The Painter

The-Painter
The Painter

The timing of the film’s arrival is awkward. Consider the ex gay CIA agent Aaron Eckhart character of “The Bricklayer,” who arrives the same day as “The Painter,” in which Charlie Weber, also an ex CIA, shows us how he struggles to make a living as a well, suffice it to say Charlie Weber is also an ex CIA operative. This action film, which is on a much smaller scale than some previous endeavours, too has an ultra a buff ex operative getting dragged back into violence and chaos because of a conspiracy, this time. Brian Buccellato’s screenplay may have a more interesting take. But neither Brian nor director Kimani Ray Smith raise any eyebrows about the story which is banal enough to have Jon Voight and Madison Bailey of Netflix’s The Outer Banks. As dull as it sounds, the film opens in limited theatres and on digital platforms in January 5 and 9 respectively.

Weber is an upset man who abandoned his CIA career only to become a painter in Washington, after surviving a traumatic miscarriage due to his wife Elena (Rryla McIntosh) getting shot accidentally. It has been seventeen years since Barrett last saw his wife, but he is not happy that a kid, claiming to be their daughter, recently approached him. He isn’t able to understand this but now is not the time to think about it, since his quiet village is suddenly invaded by battle ready agents who seem to have orders to shoot to kill.

As his brutal training comes rushing back, Peter easily kills all eight dangerously proficient assailants and escapes with the child he thought he’d never see again. However, they discover from his former agency colleague Henry Byrne (Voight) that the much younger Chief of Section, Naomi Piasecki (Marie Avgeropoulos), has sent out the goon bodyguard’s team, although the reasons for this are still covered. She also has a helper, agent Kim (Luisa D’Oliveira), who keeps firing at the two fugitive lovers while searching for the grinning boy maniac known as Ghost (Max Montesi). It turns out, quite later, that all this was connected with a highly classified black program called Project Internship, and all these principals are linked to it one way or another. Its wicked conspiracy theory, appropriate to a QAnon follower, involved the abduction and conditioning of children, so they can become killer’s assassins.

The ominous teaser is reminiscent of the plot from “The Boys From Brazil” and “The Manchurian Candidate.” However, without the sort of imaginative conceptual lift present in either of those films, “The Painter” seems no more than a standard shoot ’em up raised a notch or so from the mediocrity through a few outrageous twists that are mere photographic picture long-winded explanation.
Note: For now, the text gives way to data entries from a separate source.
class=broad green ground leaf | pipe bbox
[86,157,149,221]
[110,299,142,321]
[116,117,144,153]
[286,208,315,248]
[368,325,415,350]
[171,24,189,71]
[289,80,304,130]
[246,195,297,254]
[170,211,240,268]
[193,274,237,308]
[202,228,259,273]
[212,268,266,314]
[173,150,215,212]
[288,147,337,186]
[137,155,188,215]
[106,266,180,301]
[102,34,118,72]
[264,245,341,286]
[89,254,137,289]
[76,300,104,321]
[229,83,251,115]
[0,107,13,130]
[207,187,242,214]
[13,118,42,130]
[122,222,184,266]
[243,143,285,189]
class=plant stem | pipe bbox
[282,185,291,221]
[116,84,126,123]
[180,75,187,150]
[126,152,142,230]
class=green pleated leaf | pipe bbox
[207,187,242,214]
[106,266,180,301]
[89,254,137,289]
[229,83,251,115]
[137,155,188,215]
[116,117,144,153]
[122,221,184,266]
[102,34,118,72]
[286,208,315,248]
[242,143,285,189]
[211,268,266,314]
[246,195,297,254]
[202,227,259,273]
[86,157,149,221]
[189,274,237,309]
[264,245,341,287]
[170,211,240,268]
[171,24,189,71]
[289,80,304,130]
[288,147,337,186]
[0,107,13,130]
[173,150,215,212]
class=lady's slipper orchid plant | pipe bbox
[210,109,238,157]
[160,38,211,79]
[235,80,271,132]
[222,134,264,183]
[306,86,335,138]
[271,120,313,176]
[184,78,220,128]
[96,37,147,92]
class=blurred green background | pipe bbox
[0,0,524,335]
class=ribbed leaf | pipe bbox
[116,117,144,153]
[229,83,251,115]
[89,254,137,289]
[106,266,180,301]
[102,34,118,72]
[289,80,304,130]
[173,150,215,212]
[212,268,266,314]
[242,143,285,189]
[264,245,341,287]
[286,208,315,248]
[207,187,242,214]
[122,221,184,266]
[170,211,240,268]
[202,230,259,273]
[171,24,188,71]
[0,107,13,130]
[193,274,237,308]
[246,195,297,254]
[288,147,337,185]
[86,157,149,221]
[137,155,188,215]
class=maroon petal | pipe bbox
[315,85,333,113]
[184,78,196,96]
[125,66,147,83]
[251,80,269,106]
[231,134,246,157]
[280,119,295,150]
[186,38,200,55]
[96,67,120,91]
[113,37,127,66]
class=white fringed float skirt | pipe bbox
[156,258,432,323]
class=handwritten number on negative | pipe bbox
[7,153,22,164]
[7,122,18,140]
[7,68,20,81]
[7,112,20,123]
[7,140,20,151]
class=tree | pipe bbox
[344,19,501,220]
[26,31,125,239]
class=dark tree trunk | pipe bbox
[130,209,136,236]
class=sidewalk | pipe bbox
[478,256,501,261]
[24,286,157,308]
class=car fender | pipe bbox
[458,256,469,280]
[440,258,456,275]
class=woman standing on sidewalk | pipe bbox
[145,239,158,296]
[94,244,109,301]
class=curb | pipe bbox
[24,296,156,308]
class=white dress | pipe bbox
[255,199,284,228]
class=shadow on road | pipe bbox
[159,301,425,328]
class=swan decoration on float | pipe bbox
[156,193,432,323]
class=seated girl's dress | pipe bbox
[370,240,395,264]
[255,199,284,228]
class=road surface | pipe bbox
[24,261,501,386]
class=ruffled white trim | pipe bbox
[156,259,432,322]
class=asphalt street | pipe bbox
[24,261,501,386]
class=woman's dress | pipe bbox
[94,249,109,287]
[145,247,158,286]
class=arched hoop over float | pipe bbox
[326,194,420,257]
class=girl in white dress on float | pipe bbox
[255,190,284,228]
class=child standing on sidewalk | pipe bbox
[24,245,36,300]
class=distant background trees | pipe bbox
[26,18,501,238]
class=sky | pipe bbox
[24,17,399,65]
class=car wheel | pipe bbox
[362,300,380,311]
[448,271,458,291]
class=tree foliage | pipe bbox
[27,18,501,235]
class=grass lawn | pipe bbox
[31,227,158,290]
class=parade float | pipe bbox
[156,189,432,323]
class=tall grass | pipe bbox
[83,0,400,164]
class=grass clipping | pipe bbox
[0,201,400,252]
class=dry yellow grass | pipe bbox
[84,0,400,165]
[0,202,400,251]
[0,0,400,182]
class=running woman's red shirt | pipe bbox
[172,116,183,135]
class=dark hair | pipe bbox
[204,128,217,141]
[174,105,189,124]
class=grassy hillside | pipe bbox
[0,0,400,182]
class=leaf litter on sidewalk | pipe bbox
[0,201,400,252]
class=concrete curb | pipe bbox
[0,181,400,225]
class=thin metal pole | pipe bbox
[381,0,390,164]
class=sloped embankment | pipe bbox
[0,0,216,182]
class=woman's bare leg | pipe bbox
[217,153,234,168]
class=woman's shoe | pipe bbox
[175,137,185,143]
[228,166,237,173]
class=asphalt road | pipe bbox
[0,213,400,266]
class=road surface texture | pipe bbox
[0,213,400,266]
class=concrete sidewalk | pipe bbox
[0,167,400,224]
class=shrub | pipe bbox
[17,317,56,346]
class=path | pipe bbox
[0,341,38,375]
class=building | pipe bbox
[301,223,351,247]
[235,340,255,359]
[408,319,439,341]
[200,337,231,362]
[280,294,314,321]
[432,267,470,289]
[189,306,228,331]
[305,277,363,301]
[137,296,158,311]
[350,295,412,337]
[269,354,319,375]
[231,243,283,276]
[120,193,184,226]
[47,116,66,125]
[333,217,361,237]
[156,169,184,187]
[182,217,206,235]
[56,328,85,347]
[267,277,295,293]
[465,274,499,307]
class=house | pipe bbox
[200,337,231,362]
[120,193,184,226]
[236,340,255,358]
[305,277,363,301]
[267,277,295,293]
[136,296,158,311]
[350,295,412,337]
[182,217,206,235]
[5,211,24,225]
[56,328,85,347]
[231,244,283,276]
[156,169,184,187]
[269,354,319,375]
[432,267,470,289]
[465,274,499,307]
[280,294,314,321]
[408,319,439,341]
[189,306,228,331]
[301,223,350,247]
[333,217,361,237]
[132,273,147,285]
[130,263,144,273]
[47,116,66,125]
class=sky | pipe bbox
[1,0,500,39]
The movie tries to adopt some scottish style into the film as they sing about the scottish distant past. Such twists tend to come in a flood towards the muddled climax along with some of the Black and White flashbacks that have been dispersed throughout the film. While director Smith hates any distractions and spends time moving the story line fast, characters and some of the script have plenty of average, sometimes atypical lines and stiff looking characters that make you feel stressed.

Most performers do well in terms of concept but focal antagonists Avgeropoulos and Montesi disappoint. Tevin Beck is clearly annoyed with ‘Ghost’ but does not go on a rampage. More lame is giving Peter a penny “superpower” of ultra sensitive hearing, of course which gives us a lot of sudden loud noise jump cut screams. They are not good thoughts but they are the closest the film had in terms of having any creativity.

Having been shot in British Columbia ” The Painter ” comes across as a competent movie but one that perhaps does not stand out in any area. Even so, it does signify a qualitative upgrade from an earlier torture scene made around a decade ago by the experienced stunt specialist Smith who’s the sole director in this particular motion picture.